Tuesday, January 26, 2016

Cassette Review: Tommy Santee Klaws "Smoke Spells: An Introduction to Tommy Santee Klaws" (Juniper Tree Songs)


[$5 // Edition of 50 // https://junipertreesongs.bandcamp.com/album/jts021-smoke-spells-an-introduction-to-tommy-santee-klaws]

Now this is actually the newest release from Juniper Tree Songs as they came out in a group of three but this is JTS-021 and so it would be classified as the newest.   Still I chose to listen to it first of these three new cassettes and they may or may not have had something to do with it being Christmas time right now.   It is worth noting- and since this is the first of the three new Juniper Tree Songs single cassette reviews I will only note it here- that these cassettes no longer share the same art style as the previous Juniper Tree Songs which felt a bit more uniform in their color and what not with the j-cards.     But I can't sit around crying about the fact that all the cassettes don't look as pretty next to each other now.   These three cassettes do share similarities in their art work and, well, let's just chock it up to a good ol' fashioned nothing lasts forever cliche.

I recognize the name Tommy Santee Klaws and for some reason I always thought he made strictly holiday music.   I imagined him as being like the mall Santa of indie rock, only appearing and playing live shows during that time between Thanksgiving and Christmas Eve and his songs being more about... I don't know, candy canes or whatever.    But these songs don't really have a holiday feel unless you count "Hang Myself from the Christmas Tree" by the Vandals (which I do!)  And if he has a theme it seems to be singing about bodies, what with songs such as "Chasing Bodies" and "Nobodies" (which sounds more like "No Bodies" when he sings it)   In a lot of ways though, I guess we should just be happy this cassette doesn't have some cheesy holiday name to it like "Have Some Egg Nog with..." or "Get Your Yule On".    Admittedly, one of the few holiday themed cassettes I remember owning as a child was by New Kids On the Block and so if anyone wants to recreate a similar cover to that in 2016 please be my guest.
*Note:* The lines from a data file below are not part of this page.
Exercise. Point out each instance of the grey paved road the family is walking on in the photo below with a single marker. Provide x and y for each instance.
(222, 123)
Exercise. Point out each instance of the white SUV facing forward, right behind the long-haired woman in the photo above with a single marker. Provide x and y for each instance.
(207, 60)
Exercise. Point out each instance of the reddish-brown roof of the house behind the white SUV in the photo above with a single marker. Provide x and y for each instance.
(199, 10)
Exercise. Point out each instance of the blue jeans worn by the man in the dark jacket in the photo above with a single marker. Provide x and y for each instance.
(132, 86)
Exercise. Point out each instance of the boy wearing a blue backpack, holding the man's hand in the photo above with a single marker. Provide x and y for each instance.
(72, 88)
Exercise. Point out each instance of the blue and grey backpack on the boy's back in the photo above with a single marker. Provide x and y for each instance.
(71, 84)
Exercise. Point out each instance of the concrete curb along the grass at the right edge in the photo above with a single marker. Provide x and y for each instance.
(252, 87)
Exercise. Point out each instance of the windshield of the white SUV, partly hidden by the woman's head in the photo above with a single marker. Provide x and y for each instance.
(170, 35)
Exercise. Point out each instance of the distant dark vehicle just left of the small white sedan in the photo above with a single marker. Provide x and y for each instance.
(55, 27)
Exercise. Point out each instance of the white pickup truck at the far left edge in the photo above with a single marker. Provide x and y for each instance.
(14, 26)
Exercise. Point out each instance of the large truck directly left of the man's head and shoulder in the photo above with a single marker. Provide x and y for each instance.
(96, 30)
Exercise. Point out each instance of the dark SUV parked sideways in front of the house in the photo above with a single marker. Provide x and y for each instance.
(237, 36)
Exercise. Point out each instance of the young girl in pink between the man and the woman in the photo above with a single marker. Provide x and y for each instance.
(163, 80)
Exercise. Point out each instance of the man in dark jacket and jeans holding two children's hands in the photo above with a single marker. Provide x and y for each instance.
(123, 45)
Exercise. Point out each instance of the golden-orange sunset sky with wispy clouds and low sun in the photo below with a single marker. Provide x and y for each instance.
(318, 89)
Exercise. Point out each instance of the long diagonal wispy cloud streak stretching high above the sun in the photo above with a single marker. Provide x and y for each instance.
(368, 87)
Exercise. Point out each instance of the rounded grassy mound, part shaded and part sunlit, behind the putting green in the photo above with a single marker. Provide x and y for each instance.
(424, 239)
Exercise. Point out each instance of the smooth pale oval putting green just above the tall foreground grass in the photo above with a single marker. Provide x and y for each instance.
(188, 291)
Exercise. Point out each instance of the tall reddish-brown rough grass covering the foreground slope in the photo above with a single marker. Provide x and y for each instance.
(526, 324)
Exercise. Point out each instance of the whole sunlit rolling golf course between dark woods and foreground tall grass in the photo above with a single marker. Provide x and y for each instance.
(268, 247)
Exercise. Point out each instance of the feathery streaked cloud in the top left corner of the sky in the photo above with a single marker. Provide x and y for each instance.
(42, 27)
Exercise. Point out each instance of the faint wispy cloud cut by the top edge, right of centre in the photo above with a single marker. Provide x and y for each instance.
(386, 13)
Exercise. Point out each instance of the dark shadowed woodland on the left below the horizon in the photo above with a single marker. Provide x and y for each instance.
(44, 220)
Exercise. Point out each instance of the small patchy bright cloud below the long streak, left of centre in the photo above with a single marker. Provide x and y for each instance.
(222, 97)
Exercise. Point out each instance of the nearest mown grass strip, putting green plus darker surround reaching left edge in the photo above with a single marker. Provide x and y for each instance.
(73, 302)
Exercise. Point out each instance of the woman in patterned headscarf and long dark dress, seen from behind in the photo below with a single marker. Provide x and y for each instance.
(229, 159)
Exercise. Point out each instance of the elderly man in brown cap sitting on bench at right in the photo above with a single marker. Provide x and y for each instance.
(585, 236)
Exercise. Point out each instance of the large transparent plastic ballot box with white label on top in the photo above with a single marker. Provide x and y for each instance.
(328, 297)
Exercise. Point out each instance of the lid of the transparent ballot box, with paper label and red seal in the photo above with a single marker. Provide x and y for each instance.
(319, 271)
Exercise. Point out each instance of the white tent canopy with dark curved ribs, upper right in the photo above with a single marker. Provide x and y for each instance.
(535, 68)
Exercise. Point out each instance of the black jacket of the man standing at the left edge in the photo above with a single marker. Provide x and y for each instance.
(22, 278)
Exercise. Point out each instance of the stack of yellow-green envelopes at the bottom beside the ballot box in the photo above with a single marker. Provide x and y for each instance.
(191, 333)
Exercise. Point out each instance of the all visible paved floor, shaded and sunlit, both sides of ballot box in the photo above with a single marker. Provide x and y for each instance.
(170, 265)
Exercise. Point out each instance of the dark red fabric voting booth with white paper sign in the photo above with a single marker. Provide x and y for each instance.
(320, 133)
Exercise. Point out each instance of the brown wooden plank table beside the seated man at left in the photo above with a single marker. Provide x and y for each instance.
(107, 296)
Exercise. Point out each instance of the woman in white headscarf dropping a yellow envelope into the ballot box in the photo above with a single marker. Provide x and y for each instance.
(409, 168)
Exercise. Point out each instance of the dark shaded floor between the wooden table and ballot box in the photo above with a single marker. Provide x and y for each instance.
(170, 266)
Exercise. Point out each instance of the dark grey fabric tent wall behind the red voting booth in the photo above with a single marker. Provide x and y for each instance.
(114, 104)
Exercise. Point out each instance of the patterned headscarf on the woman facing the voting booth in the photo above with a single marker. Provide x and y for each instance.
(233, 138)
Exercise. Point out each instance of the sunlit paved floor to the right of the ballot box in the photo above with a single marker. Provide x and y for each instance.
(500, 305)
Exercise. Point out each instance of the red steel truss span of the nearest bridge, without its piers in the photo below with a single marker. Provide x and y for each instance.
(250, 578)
TSK has an instantly recognizable sound and if you've ever listened to what the kids are calling college radio you probably have some sort of similar voices in your head right now.   For me, I can hear a lot of Neil Young in these songs which are most strummed out over an acoustic guitar.    They're fairly sad and have that dark side to them though so it's not the type of guy playing his acoustic guitar under a tree somewhere and you want to smash it over his head.     Artists such as Animal Flag and that one Get Up Kids song come to mind but there is also a sort of folk quality to this where it mixes with Nirvana.    If you've ever listened to those demos and outtakes and such from Nirvana (and you really should) and you combine them with something which can be thought of as modern folk but isn't on the radio (I feel like I should have an artist to pinpoint here but I don't because this past year I really became out of touch with music I'd have to stream on Spotify) then you might get a slight idea of what this is like.
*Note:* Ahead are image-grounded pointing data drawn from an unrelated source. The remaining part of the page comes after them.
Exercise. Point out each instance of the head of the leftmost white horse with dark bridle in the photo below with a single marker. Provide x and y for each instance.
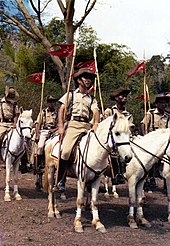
(24, 123)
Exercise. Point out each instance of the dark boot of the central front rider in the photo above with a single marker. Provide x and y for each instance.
(62, 175)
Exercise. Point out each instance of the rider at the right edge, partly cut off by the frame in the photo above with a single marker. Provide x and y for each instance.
(155, 118)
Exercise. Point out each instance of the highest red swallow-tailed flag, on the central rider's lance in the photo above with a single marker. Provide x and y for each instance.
(66, 50)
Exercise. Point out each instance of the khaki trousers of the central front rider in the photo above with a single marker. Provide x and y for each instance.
(74, 129)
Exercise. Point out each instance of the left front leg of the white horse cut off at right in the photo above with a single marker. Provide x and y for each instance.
(132, 202)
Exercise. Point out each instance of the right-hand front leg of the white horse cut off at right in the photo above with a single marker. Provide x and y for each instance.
(140, 217)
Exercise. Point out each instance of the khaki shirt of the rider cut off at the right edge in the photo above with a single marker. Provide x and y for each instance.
(155, 120)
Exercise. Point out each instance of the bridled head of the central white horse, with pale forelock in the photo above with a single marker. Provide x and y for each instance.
(119, 137)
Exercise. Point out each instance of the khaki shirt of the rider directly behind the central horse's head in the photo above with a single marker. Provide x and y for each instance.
(110, 111)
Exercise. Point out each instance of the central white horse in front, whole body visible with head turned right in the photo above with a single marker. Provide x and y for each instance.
(92, 161)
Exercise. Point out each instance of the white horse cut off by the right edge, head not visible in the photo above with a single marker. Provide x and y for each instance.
(147, 151)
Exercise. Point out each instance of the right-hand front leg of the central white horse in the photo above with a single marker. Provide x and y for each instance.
(96, 221)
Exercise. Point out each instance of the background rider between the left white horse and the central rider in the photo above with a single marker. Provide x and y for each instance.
(45, 124)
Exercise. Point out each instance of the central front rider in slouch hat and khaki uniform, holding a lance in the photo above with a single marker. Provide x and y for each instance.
(83, 108)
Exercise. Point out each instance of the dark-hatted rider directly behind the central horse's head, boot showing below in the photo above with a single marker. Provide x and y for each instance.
(120, 97)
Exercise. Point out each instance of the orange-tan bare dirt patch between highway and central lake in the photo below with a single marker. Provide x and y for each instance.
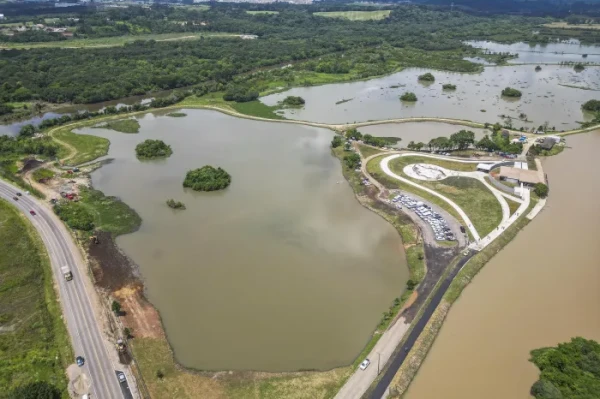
(139, 314)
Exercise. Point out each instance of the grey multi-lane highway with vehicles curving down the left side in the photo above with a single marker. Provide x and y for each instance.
(81, 323)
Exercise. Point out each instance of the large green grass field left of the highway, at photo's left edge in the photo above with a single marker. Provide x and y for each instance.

Granted, not all of the songs are as sad as each other and by the end there is a plugged in number with distortion so it's not really the same throughout and can just show how much it can mix it up.   This can be shown as a song is played over a background audio clip or simply by adding what sounds like a children's choir into the chorus of a song.    But I do believe the biggest thing for me is that as many times as I saw his name floating around out there in the cassette universe I always *thought* of Tommy Santee Klaws as being a certain thing, as being a certain figure generated by his name.    I'm not sure how I would have felt if that was what he actually was but I'm kind of glad in a way that he isn't that because this is just so much better than what I could have imagined.
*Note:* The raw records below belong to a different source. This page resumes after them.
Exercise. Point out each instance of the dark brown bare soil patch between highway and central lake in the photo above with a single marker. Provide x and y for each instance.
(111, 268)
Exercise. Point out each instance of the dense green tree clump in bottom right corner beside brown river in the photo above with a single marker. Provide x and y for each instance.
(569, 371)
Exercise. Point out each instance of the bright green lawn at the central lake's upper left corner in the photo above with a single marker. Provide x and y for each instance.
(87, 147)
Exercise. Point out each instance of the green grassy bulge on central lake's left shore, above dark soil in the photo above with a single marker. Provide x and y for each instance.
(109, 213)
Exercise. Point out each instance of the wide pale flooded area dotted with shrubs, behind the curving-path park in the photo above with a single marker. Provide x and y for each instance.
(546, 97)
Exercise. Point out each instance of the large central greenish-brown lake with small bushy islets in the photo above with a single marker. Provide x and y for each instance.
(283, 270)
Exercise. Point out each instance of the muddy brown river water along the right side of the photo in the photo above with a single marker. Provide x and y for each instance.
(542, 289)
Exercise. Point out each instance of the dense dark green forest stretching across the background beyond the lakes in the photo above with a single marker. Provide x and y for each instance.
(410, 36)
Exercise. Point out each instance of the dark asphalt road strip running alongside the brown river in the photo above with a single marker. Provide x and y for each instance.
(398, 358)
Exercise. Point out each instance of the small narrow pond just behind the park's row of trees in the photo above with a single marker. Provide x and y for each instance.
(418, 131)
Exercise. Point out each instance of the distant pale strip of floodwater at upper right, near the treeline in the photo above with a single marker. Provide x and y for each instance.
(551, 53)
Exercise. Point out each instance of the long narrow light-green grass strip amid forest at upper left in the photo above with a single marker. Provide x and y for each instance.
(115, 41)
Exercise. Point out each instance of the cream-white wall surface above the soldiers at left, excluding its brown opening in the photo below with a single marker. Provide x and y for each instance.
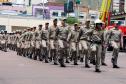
(10, 21)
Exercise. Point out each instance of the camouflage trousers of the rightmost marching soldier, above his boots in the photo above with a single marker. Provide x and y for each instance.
(116, 46)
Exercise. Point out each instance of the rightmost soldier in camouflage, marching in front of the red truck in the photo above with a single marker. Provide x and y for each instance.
(116, 40)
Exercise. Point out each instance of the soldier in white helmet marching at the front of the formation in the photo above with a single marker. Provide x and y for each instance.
(97, 41)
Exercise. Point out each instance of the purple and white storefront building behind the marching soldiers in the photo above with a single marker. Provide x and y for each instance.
(53, 10)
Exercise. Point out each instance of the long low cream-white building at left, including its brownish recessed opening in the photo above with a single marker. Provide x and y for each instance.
(12, 23)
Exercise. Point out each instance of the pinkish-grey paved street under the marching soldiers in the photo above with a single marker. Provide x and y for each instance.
(19, 70)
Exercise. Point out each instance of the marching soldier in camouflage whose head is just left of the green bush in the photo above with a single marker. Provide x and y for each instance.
(62, 33)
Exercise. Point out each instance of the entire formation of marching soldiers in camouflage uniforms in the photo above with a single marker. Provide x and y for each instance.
(63, 44)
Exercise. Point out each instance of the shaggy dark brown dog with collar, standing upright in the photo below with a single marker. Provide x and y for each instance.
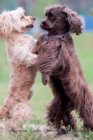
(60, 68)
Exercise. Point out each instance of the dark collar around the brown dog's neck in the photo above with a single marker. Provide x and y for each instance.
(47, 37)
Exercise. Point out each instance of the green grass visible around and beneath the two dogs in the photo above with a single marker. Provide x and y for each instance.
(42, 94)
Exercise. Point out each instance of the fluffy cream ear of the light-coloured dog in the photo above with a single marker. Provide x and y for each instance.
(5, 23)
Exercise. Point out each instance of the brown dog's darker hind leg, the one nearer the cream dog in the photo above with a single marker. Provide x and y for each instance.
(59, 110)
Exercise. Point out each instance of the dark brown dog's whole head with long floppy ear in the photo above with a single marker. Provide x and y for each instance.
(59, 18)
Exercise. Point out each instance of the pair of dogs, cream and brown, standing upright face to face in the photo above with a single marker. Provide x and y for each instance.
(57, 62)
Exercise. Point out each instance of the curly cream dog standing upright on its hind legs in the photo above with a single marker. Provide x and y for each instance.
(16, 109)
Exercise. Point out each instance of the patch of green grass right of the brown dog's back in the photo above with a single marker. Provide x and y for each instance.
(84, 49)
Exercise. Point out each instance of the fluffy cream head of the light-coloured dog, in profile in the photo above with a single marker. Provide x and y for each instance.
(15, 21)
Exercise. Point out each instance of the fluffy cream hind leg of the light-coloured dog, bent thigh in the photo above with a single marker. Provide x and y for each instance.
(21, 113)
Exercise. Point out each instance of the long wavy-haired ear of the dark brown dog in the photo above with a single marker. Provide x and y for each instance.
(74, 20)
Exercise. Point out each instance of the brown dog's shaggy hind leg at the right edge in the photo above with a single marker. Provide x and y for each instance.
(86, 109)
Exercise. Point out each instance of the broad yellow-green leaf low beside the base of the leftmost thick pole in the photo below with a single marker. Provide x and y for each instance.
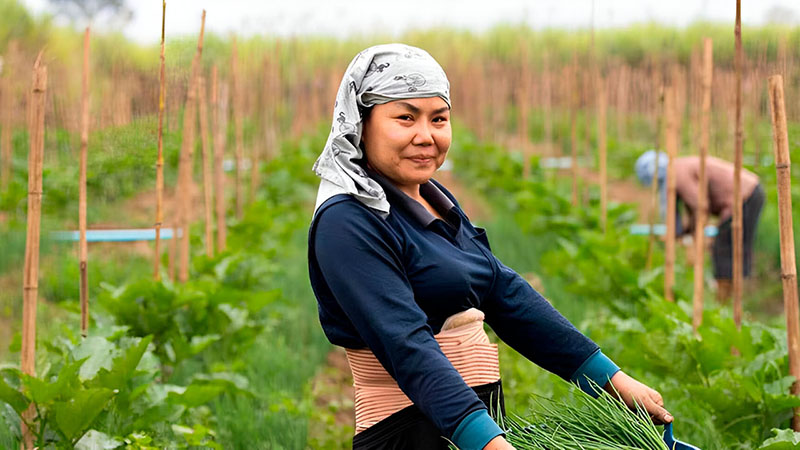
(75, 415)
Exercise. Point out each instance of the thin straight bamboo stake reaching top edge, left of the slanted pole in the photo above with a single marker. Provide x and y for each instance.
(162, 93)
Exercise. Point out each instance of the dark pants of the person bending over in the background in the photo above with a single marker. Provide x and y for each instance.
(722, 251)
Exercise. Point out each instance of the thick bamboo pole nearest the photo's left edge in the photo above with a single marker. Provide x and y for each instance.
(30, 286)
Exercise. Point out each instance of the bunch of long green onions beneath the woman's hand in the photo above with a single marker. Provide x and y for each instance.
(590, 423)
I'm not telling you to listen to this because it isn't really about Christmas or the holidays, as the name might imply and in some cases, yeah, some people out there might be hesitant to listen to this because they don't like Christmas music and I totally understand and can relate with that.   I'm also not saying that you should listen to this cassette because it's full of sad songs and the world needs sad songs for the same reason why it needs happy songs.    What I'm saying is that TSK takes a concept which he could simply repeat twenty times over and call it an album but he doesn't.   He expands upon it, he grows with it and he builds from it.    It is very easy to strum an acoustic guitar, sing a song and have it sound like almost the same song however many times you play it to fill an album.    The mere fact that TSK makes it look so easy to not have this effect on music is not only a lesson for all of those young musicians out there who I don't review because your songs all sound the same but it's one of the more obvious reasons why you need Tommy Santee Klaws in your life.